皮切りとなるのは「開館10周年記念 画家が見たこども展―ボナール、ヴュイヤール、ドニ、ヴァロットン」(2月15日~6月7日)だ。19世紀末パリの前衛芸術家グループ「ナビ派」の画家たちが追求した親密なテーマのなかから「子供」に焦点を当て、都市生活や近代芸術と「子供」との関係を検証。
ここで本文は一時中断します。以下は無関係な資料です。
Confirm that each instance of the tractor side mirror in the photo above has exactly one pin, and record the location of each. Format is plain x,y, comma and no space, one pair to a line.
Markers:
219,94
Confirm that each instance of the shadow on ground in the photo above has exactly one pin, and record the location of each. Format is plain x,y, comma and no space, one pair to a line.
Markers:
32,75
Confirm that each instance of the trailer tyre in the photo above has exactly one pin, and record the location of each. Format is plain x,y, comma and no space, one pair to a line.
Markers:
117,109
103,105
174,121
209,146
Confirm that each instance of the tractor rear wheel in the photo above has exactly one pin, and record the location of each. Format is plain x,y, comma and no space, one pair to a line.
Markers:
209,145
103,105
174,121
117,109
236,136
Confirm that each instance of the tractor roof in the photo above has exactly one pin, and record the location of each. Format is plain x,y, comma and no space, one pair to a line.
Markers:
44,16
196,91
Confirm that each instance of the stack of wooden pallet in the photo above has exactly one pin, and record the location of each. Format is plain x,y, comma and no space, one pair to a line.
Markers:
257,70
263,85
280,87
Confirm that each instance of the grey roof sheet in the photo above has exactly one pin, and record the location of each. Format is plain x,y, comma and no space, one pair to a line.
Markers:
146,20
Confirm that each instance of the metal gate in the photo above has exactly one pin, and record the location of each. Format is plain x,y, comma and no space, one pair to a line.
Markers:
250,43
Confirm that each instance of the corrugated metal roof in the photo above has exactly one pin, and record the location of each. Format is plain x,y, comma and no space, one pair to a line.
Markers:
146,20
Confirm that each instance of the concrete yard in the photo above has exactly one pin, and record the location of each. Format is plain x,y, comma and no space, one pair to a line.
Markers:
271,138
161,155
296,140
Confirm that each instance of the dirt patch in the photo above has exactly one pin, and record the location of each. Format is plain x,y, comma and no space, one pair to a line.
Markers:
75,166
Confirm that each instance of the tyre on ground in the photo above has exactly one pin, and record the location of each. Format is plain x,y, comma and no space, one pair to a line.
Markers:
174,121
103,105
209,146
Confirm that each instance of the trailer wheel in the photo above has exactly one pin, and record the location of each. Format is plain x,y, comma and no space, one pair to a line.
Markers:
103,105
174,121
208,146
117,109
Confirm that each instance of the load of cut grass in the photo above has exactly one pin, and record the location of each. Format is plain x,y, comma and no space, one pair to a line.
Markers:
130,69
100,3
フランス、ル・カネのボナール美術館の全面協力のもと、国内外の美術館および当館の所蔵品から、ボナール、ヴァロットン、ドニ、ヴュイヤールらナビ派を中心とした油彩・版画・素描・挿絵本・写真等約100点を展覧予定。
続く「三菱創業150周年記念 三菱の至宝展」(7月8日~9月22日)では、初代岩崎彌太郎から小彌太に至る、三菱の事業とともにあった社会貢献の歴史をたどりつつ、静嘉堂、東洋文庫、三菱経済研究所の所蔵する国宝、重要文化財を含む美術工芸品、古典籍などを展示。国宝《曜変天目(「稲葉天目」)》を含む作品群100点余りが並ぶ、貴重な機会となる。
10周年の最後を飾るのは、「開館10周年記念 1894 Visions―ルドン、ロートレックとソフィ・カル(仮)」(10月24日~2021年1月17日)。旧三菱一号館が竣工し、 ルドンが色彩の作品を初めて発表した年である「1894年」に注目し、三菱一号館美術館と岐阜県美術館の所蔵作品を中心に、国内外の美術館の油彩や版画を展覧。開館以来初めての試みとして、フランスを代表する現代アーティストのソフィ・カルとコラボレーションを実施し、ルドンの《グラン・ブーケ(大きな花束)》から着想を得た新作を展示するという。